I just watched the film The Slums of Beverly Hills. It’s set during the 1970’s. In one scene the father whistles and shouts “Jackson!” when looking for service in a restaurant. The black waiter grimaces at him and doesn’t come to the table. The man’s kids admonish him for using the term because it’s racist. What does the term mean and what are its origins?
I’m not sure that it’s inherently racist, it’s just the usage. Jackson is a relatively common surname for Black Americans, so the racism of the thing comes from the dad seeing a black man and calling him a generic “black” name. It’d be like trying to get a Hispanic waiter’s attention by yelling “Hey, Jose! Over here!”
Ah, that would make sense I suppose.
If it were set in northern NJ, I would think it could be a reference to “Jackson Whites.”
There’s really only one polite, PC way to flag a busboy, and that’s to catch their attention (maybe with an outstretched hand, as if gesturing for a taxi), and saying something like “excuse me,…”. I’d feel awkward calling to one with “busboy…” regardless of that person’s race (or gender). Arkin’s character was rude in whistling, pushing it further by shouting, and racist for shouting “Jackson!”. And as the movie shows, that was the least of his problems.
There was a similar insult in Wes Anderson’s The Royal Tenenbaums, when Gene Hackman’s Royal T. insults his ex-wife’s African-American fiancee Henry Sherman (Danny Glover) by calling him “Coltrane”. It was so awkward, crude, and inept (when you think about it, Coltrane had a more enduring form of genius than any of the Tenebaum children), it came off as inadvertently funny, actually, and was just one in a series of incidents in which Royal Tenenbaum is rude, condescending, or un-PC.
Jackson is the perfectly-fine nickname for black band leaders in 40’s movies. “Hit it, Jackson” is heard in every one of those.
Except that Jackson Whites are white even though they supposedly have the blood of escaped slaves in them.
It suddenly appeared in about 1941 as a form of address to anyone, black or white, as long as you were calling him “buddy.” Very common in the US military.
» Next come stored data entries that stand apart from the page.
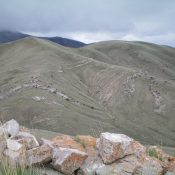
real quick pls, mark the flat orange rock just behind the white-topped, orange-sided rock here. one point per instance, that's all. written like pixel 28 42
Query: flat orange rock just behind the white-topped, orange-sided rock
pixel 66 141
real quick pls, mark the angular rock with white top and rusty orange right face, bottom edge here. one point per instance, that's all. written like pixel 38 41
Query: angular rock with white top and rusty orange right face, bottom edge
pixel 67 160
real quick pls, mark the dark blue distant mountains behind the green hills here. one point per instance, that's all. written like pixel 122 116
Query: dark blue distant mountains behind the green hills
pixel 8 36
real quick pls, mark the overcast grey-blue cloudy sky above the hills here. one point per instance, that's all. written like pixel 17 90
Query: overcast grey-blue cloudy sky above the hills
pixel 92 20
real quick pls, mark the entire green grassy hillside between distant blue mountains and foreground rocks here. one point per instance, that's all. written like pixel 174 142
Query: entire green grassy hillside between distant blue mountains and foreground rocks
pixel 126 87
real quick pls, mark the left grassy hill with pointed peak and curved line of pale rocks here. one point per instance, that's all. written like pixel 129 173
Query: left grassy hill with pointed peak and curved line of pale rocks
pixel 39 88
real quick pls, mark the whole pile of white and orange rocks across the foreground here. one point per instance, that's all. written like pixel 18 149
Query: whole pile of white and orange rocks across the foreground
pixel 111 154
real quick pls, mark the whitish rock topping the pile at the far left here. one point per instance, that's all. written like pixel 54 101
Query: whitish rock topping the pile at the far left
pixel 11 127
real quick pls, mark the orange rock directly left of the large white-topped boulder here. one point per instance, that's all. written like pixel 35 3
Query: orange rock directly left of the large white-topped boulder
pixel 88 142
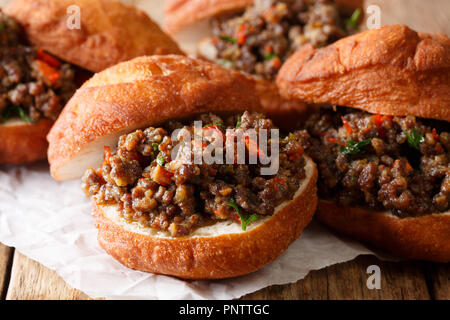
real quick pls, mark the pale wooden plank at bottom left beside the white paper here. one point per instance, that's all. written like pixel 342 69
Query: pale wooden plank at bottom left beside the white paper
pixel 32 281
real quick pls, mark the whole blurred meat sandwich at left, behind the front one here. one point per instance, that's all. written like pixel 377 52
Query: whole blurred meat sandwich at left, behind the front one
pixel 43 61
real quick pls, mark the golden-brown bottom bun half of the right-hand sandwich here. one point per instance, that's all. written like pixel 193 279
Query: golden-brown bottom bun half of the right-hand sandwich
pixel 422 238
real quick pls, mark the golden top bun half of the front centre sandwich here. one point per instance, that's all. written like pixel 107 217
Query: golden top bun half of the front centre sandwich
pixel 143 92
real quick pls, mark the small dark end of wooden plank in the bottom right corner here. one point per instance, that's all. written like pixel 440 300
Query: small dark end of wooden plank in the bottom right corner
pixel 439 280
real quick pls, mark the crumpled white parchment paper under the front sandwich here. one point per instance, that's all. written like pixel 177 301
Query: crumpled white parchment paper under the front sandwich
pixel 51 222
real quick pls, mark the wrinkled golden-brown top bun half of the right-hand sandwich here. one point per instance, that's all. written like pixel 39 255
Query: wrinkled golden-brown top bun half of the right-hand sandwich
pixel 392 70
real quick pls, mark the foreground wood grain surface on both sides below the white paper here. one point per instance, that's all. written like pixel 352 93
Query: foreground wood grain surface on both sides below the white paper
pixel 399 281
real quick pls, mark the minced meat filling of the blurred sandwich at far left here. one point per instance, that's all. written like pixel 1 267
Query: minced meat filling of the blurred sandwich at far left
pixel 34 84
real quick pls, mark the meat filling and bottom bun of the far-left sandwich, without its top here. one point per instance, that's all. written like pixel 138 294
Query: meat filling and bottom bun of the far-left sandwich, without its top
pixel 34 88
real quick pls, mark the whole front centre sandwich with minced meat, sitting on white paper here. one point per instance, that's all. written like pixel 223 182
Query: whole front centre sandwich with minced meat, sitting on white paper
pixel 158 208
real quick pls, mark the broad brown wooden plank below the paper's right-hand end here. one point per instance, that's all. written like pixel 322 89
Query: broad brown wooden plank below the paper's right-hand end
pixel 404 280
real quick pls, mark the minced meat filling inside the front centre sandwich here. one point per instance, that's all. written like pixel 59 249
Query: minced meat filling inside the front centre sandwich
pixel 177 196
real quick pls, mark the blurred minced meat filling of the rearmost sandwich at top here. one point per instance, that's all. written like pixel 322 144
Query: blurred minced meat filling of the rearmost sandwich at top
pixel 267 33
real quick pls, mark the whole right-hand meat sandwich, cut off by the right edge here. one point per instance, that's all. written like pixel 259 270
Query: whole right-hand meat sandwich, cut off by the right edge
pixel 383 159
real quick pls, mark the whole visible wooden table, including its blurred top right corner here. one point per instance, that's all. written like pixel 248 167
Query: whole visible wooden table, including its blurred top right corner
pixel 22 278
And, as others have said, a jazz context.
It probably comes from “Jack,” which was a term used quite a bit the previous 100 years when you didn’t know someone’s name.
When I lived in Jackson, MS, I oft heard references to the “Jackson Accent,” FWIW.
In the context it’s pretty offensive indeed, though maybe not racist specifically. It’s more a case of picking a name and calling somebody by it.